A graduate and PhD in Medicine from the University of Valencia since 1975, Rosa Ballester has pursued her academic career at several universities, including the University of Alicante, where she became the first-ever professor of History of Science.

At the UA, in addition to working as a lecturer, she held management positions in a context in which women were underrepresented. In 1995 the University Senate appointed her as UA Ombudswoman, the first person and woman ever to hold this position of vital importance to the university community. The first director of the Department of Public Health, she also directed the UA Nursing School and served as secretary of the PhD Committee.

Her commitment to the university has gone hand in hand with her involvement in other academic institutions, both national and international. For instance, she chaired the Spanish Society for the History of Medicine and is currently Vice Chair of the Valencia Region’s Royal Academy of Medicine.

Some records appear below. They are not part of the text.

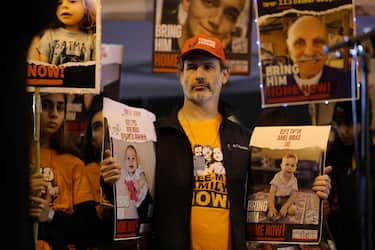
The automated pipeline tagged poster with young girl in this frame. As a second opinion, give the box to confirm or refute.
[103,98,156,240]
[246,126,330,246]
[26,0,101,94]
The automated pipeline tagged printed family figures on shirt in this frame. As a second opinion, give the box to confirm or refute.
[194,145,225,176]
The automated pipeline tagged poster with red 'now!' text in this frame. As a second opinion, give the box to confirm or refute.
[246,126,330,246]
[26,0,101,94]
[103,98,156,240]
[255,0,359,107]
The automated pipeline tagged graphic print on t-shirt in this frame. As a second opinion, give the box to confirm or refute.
[193,145,229,209]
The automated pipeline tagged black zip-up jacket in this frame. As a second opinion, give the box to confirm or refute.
[153,104,250,250]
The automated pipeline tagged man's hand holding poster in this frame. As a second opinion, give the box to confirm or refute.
[255,0,358,107]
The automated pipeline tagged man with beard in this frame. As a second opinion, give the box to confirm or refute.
[287,15,351,101]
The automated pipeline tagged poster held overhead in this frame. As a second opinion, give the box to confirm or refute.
[152,0,252,75]
[246,126,330,246]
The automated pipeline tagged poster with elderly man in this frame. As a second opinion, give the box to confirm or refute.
[255,0,358,107]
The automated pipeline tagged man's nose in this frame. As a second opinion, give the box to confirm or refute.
[195,65,206,83]
[304,41,316,55]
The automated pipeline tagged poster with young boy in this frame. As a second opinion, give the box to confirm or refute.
[103,98,156,240]
[247,126,330,244]
[26,0,101,94]
[255,0,359,107]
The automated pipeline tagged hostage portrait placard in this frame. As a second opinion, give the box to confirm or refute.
[26,0,101,94]
[152,0,252,74]
[103,97,156,240]
[255,0,358,107]
[246,126,330,244]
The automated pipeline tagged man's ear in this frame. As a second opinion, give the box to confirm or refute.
[222,68,230,86]
[176,69,184,86]
[181,0,191,12]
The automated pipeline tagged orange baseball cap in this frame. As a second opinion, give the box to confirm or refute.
[180,34,227,65]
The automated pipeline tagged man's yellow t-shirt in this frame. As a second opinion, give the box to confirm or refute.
[179,113,231,250]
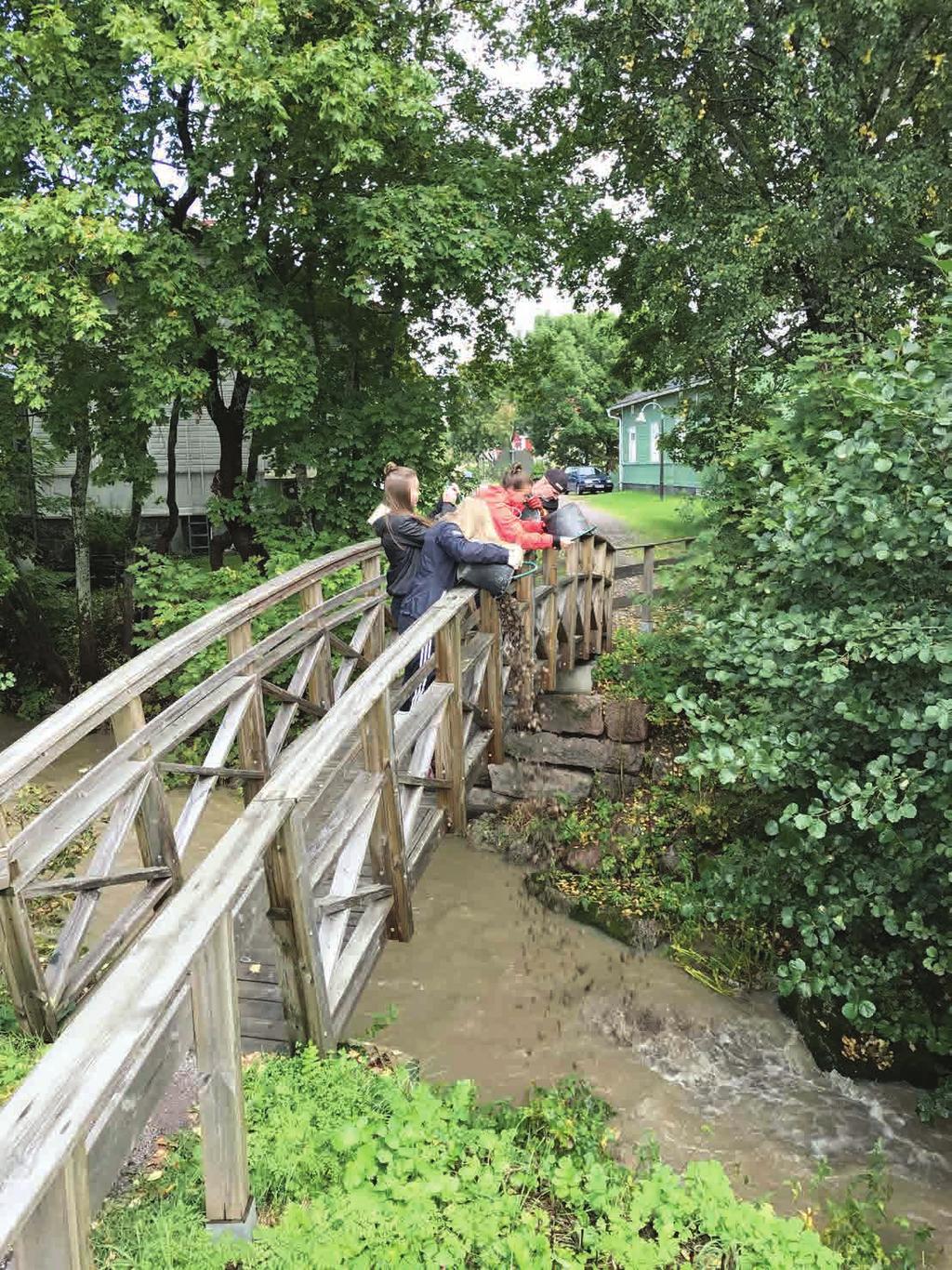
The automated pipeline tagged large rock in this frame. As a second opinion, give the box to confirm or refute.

As a researcher, she has six research activity periods recognised and has published six books, over 60 articles in science journals and more than 60 book chapters; highlights include her works on the assessment of systems for retrieving information on historical issues concerning studies on women’s health, such as “Perspectiva histórica de los servicios sanitarios específicos para mujeres” (1998), “La salud de las mujeres: modelos históricos, saberes y prácticas” (2001), “Del ‘regimiento de las preñadas’ a la ciencia obstétrica: las raíces del discurso médico en torno al embarazo” (2010) or “Mujeres y cultura de la paz desde sus claves históricas. Salud y cooperación para el desarrollo” (2015).

However, without forgetting her extensive academic career, the Gender Equality Committee considered that among professor Ballester’s most outstanding achievements were her pioneering efforts, in the 1990s, to integrate gender studies into PhD programmes in public health – indeed, she showed the way in postgraduate programmes and others have gradually followed suit in undergraduate degrees. This is, in the Committee’s view, one of the most relevant aspects of her legacy: decades later, her work is an essential part of what is known today as the inclusion of a gender perspective in university training in general, and in university training in health sciences in particular.